Given the following system of non-linear ODE's: $$ \ddot x_i = \frac{\omega_i^2}{x_i\prod\limits_{j=1}^3 x_j},\quad x_i(0)=1,\quad \dot x_i(0)=0,\quad \text{for $i=1,2,3$}$$ I am interested in the asymptotic behavior. From numerical integration it seems that as $t\rightarrow\infty$ the asymptotic behavior is linear, i.e. $x_i(t)\sim\alpha_it$. Particularly, how do the proportionality constants $\alpha_i$ depend on the parameters $\omega_i$?

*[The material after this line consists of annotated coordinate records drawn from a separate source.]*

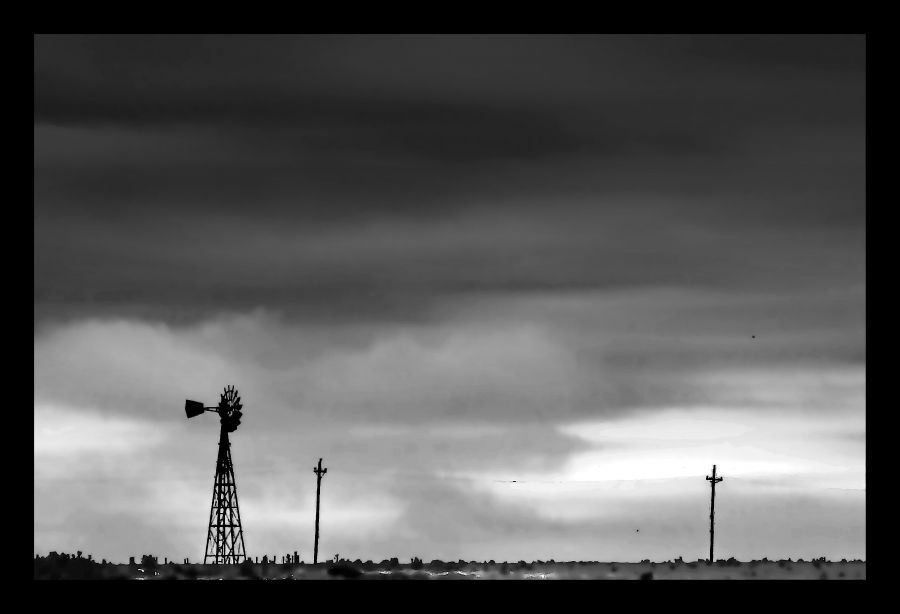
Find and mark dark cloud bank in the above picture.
[34,36,865,326]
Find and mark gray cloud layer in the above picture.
[34,36,865,325]
[34,36,866,560]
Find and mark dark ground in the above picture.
[34,555,866,580]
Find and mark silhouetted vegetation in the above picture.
[34,552,866,580]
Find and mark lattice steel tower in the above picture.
[184,386,246,564]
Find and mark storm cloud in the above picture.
[34,35,866,560]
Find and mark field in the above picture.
[34,558,866,580]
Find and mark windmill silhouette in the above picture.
[184,386,246,564]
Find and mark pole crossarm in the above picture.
[313,458,328,565]
[706,465,725,565]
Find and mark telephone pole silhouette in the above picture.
[313,458,328,565]
[706,465,725,565]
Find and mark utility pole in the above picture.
[313,458,328,565]
[706,465,725,565]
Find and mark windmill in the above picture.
[184,386,246,564]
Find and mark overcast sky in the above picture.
[34,36,866,561]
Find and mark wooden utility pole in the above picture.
[313,458,328,564]
[706,465,725,565]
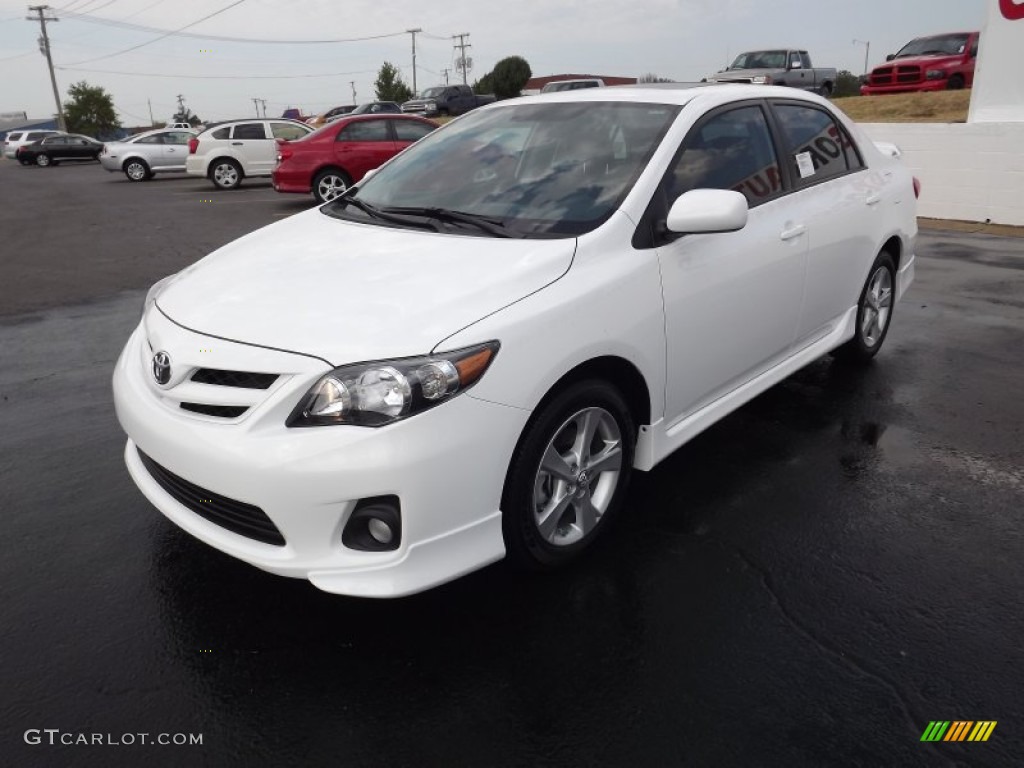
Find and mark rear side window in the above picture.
[231,123,266,139]
[774,103,863,186]
[337,120,391,141]
[391,120,434,141]
[270,123,308,141]
[667,106,782,208]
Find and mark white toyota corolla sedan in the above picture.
[114,85,916,597]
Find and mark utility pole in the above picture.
[853,40,871,75]
[26,5,68,131]
[406,27,423,96]
[452,32,473,85]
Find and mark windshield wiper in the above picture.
[332,187,441,232]
[381,206,523,238]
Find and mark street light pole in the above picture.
[853,40,871,75]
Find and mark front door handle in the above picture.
[778,224,807,240]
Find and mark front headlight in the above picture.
[142,272,178,316]
[287,341,500,427]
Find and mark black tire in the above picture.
[209,158,244,189]
[121,158,153,181]
[502,379,637,570]
[312,168,352,203]
[836,251,896,364]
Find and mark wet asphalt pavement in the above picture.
[0,161,1024,768]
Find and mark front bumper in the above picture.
[114,312,529,597]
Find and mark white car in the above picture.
[99,128,196,181]
[114,85,918,597]
[3,130,63,160]
[185,119,313,189]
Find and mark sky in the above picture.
[0,0,993,126]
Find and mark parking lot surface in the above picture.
[0,162,1024,766]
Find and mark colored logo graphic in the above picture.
[999,0,1024,22]
[921,720,997,741]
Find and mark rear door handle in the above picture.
[778,224,807,240]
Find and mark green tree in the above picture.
[833,70,860,98]
[489,56,534,99]
[374,61,413,104]
[65,80,121,137]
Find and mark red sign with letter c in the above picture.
[999,0,1024,22]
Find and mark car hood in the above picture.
[157,210,575,366]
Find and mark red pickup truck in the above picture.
[860,32,980,96]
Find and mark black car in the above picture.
[17,133,103,167]
[348,101,401,115]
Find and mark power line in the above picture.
[65,13,407,45]
[54,67,376,80]
[66,0,246,65]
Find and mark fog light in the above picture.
[341,496,401,552]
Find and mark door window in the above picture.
[667,106,782,208]
[391,120,434,141]
[337,120,391,141]
[231,123,266,139]
[774,103,863,186]
[270,123,309,141]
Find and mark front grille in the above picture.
[193,368,278,389]
[181,402,249,419]
[136,449,285,547]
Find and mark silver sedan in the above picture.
[99,128,197,181]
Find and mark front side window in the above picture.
[337,120,391,141]
[774,103,862,185]
[270,123,309,141]
[339,100,681,237]
[231,123,266,139]
[667,106,782,208]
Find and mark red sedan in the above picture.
[272,115,437,203]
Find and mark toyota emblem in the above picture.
[153,352,171,386]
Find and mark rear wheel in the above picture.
[122,158,153,181]
[210,158,242,189]
[313,168,352,203]
[502,380,636,569]
[836,251,896,362]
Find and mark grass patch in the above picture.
[833,89,971,123]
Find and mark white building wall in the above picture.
[860,122,1024,226]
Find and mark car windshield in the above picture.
[729,50,787,70]
[896,35,968,58]
[325,101,681,237]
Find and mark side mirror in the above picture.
[665,189,750,234]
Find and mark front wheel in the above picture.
[502,380,636,569]
[123,159,153,181]
[313,168,352,203]
[837,251,896,362]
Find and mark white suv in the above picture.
[185,120,313,189]
[3,131,63,165]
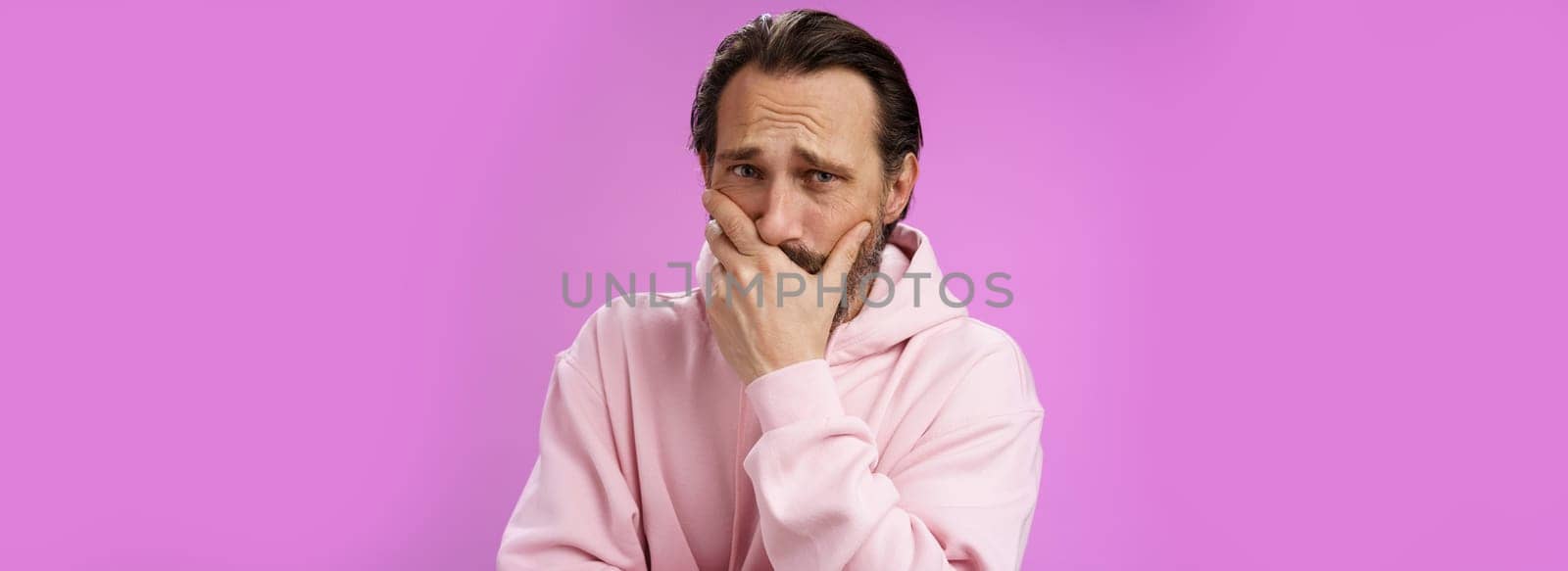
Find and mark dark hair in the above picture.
[690,10,923,237]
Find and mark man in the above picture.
[497,11,1043,571]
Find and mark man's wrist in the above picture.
[747,357,844,431]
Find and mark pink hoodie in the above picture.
[497,224,1043,571]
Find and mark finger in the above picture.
[703,263,729,310]
[821,221,872,279]
[703,188,763,256]
[704,219,747,268]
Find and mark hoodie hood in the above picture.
[696,222,969,365]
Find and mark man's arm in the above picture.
[745,350,1043,569]
[496,353,648,571]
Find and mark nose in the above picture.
[753,177,806,246]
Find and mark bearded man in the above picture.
[497,11,1043,571]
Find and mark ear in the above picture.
[883,152,920,221]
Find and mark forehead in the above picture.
[716,65,876,160]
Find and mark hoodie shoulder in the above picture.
[907,315,1043,431]
[562,292,708,390]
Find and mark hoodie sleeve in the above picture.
[745,350,1043,569]
[496,353,648,571]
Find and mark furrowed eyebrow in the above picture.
[715,148,762,162]
[795,148,850,175]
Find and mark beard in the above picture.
[779,216,888,331]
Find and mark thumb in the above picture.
[821,221,872,279]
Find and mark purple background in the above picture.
[0,2,1568,571]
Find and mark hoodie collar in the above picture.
[696,222,969,365]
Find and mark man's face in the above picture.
[703,65,912,321]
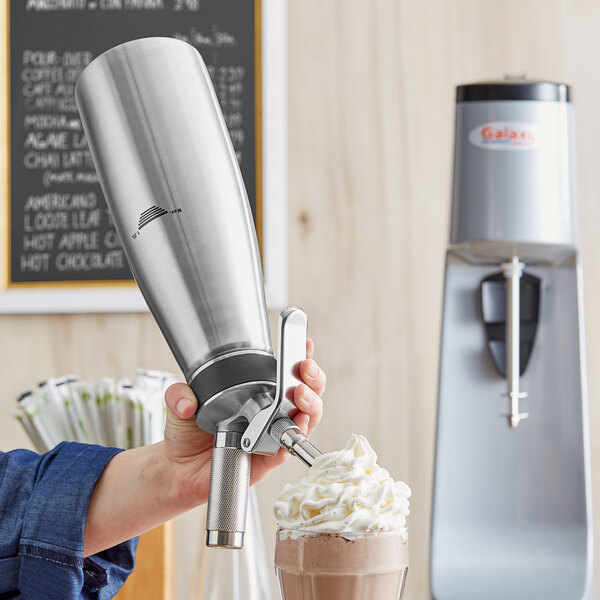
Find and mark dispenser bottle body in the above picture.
[77,38,275,431]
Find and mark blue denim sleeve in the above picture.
[0,442,137,600]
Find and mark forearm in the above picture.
[83,442,194,557]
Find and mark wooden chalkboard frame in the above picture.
[0,0,287,313]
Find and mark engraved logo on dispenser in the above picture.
[131,205,181,240]
[469,121,539,150]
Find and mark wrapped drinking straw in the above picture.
[63,385,94,444]
[36,376,70,443]
[13,390,46,452]
[18,392,55,452]
[13,369,177,452]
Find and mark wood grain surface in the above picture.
[0,0,600,600]
[115,521,175,600]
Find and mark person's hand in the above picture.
[164,339,325,506]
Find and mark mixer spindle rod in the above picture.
[502,256,529,429]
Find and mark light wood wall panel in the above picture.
[0,0,600,600]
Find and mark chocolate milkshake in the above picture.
[275,435,410,600]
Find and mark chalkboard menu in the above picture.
[7,0,261,287]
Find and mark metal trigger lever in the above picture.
[242,306,322,466]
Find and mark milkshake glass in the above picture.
[275,530,408,600]
[274,434,410,600]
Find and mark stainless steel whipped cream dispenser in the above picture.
[431,80,592,600]
[76,38,319,548]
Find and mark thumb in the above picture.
[165,383,198,419]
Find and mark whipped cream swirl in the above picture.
[274,434,410,538]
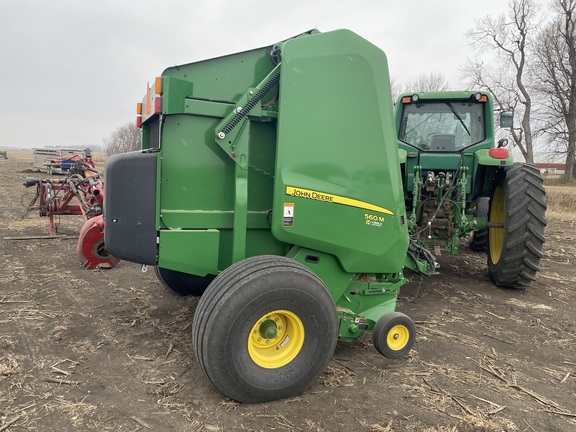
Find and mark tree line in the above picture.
[104,0,576,182]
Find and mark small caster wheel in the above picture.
[372,312,416,359]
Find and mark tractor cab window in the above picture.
[398,100,486,152]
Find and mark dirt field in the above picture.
[0,151,576,432]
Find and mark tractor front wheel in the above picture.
[372,312,416,359]
[487,164,546,289]
[192,256,338,403]
[154,266,216,296]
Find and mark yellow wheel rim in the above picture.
[248,310,304,369]
[386,324,410,351]
[488,186,506,264]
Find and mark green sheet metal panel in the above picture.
[272,30,408,273]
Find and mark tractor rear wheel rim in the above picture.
[248,310,304,369]
[387,324,410,351]
[488,186,506,264]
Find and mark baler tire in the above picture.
[372,312,416,359]
[470,197,490,252]
[487,164,546,289]
[154,266,216,296]
[192,256,338,403]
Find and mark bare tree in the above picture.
[534,0,576,182]
[390,72,450,102]
[463,0,536,163]
[104,122,141,155]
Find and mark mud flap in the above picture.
[76,215,120,270]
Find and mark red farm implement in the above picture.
[24,156,120,270]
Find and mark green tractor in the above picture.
[395,91,546,289]
[104,30,435,403]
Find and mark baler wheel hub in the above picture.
[248,310,304,369]
[388,325,410,351]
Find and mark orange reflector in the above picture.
[154,97,162,114]
[154,77,163,95]
[489,149,510,159]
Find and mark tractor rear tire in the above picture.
[192,256,338,403]
[487,164,546,289]
[154,266,216,296]
[372,312,416,359]
[470,197,490,252]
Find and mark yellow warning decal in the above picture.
[286,186,394,216]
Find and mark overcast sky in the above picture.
[0,0,507,148]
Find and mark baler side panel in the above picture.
[272,30,408,273]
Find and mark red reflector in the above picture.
[154,97,162,114]
[490,149,510,159]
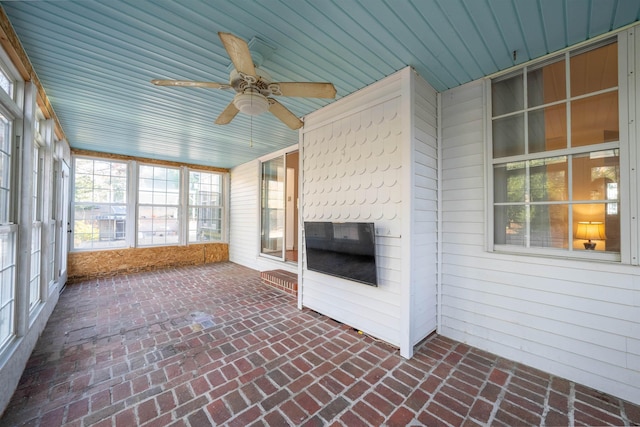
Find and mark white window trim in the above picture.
[70,154,230,252]
[484,26,640,265]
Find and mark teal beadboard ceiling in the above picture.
[0,0,640,168]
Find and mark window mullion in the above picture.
[125,160,139,248]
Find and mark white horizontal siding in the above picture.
[229,161,260,268]
[229,160,297,273]
[441,82,640,402]
[299,70,405,346]
[407,74,438,345]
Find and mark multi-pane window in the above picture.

In the case where $\omega=\omega_1=\omega_2=\omega_3$ the system has a symmetry, and $x(t)=x_1(t)=x_2(t)=x_3(t)$ satisfies $$ \ddot x = \frac{\omega^2}{x^4},\quad x(0)=1,\quad \dot x(0)=0,$$ which can be solved to find that $x(t)\sim\sqrt{\frac{2}{3}}\omega t$. The question is how this result generalizes to the case were the $\omega_i$ are not equal.
Let us introduce the (scaled) functions $y_i$ with $$x_i = \frac{\omega_i}{(\prod_{j=1}^3 \omega_j )^{1/5}} y_i\;.$$
In terms of these, the equation assume the symmetric form $$\ddot y_i = \frac{1}{y_i \prod_{j=1}^3 y_j} $$ for which your analysis applies.
Note however that the solution with $y_i = y$ that you have found is not the most general solution to the equation and that you need to find an argument why/if the solutions with arbitrary initial conditions will behave symmetrically for asymptotically long times.